I’d like to say that now, when someone says something judgmental, unfair or untrue about me, I don’t feel it much. I can’t really say that, but I think it’s safe to say that I’ve learned the difference between being paralyzed and tortured by self-doubt and self-loathing, and doing stuff.
And I noticed something weird, too.  I noticed that, listing off the huge number of accusations I’d collected, to clutch warmly to my bosom on cold winter nights for the rest of my days, almost every time anyone ever accused me of anything at all (ever), it was either something they were afraid they themselves were guilty of, or it was something of which they were apparently the only person left on earth still unaware that they actually were guilty.
I think that’s why people even have an interest in these judgments to begin with.  There is a personal connection to them.  I only get told I talk too much by people who want to talk too much.  It works for all my other vices as well.
So I don’t feel like nowadays I’m wonderfully, deeply aware of my own virtues and strengths.  Nope.  But I’ve gotten used to doing stuff without endless stomach-churning doubt beforehand and afterward. 

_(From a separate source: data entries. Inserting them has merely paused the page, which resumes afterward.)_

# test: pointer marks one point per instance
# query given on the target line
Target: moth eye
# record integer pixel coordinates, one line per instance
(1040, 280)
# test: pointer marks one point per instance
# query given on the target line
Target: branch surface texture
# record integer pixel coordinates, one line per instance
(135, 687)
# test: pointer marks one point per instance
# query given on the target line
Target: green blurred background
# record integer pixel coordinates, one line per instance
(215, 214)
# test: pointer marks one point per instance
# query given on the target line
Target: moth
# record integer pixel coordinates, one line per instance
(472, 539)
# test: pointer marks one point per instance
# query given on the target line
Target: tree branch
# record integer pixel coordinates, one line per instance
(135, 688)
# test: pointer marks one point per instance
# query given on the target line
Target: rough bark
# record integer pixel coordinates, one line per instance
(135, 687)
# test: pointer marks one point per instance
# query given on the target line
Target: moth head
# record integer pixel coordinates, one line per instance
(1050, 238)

And there are any number of things that I’ve done before, so I can just say “I’ll do that again.”  Can I sing for a street full of people at a festival?  I’ve done that a bunch of times, so I can just say “I guess I’ll go do that again.”  Can I do it?  I’ve done it.  It’s not a theoretical discussion anymore. 
This gives something one could almost call confidence, though the act is seldom without a crippling rush of unhelpful, potentially bladder-loosening adrenaline.  Whatever panic, shame, doubt or self-loathing I may bring to acts of this kind, I have decades of practice just doing it anyway, continuing “through” them, without them disrupting anything much. 
And when I really start doing well?  It’s not so much that I can feel the “well” so much as I lose all track of myself and being someone who can panic, doubt or any of that.  I forget where I am, who I am or what I’d doing entirely.  And swimming in that moment when self-awareness gets ripped away by that powerful tide?  Feels like maybe I got ripped away from it all rather than it being ripped from me.  No self-consciousness.  No awareness of lacks.  And it feels like paradise.


[1] Graciously?
[2] There were a few.  They were given no place to be themselves, and they “left” or were pushed out.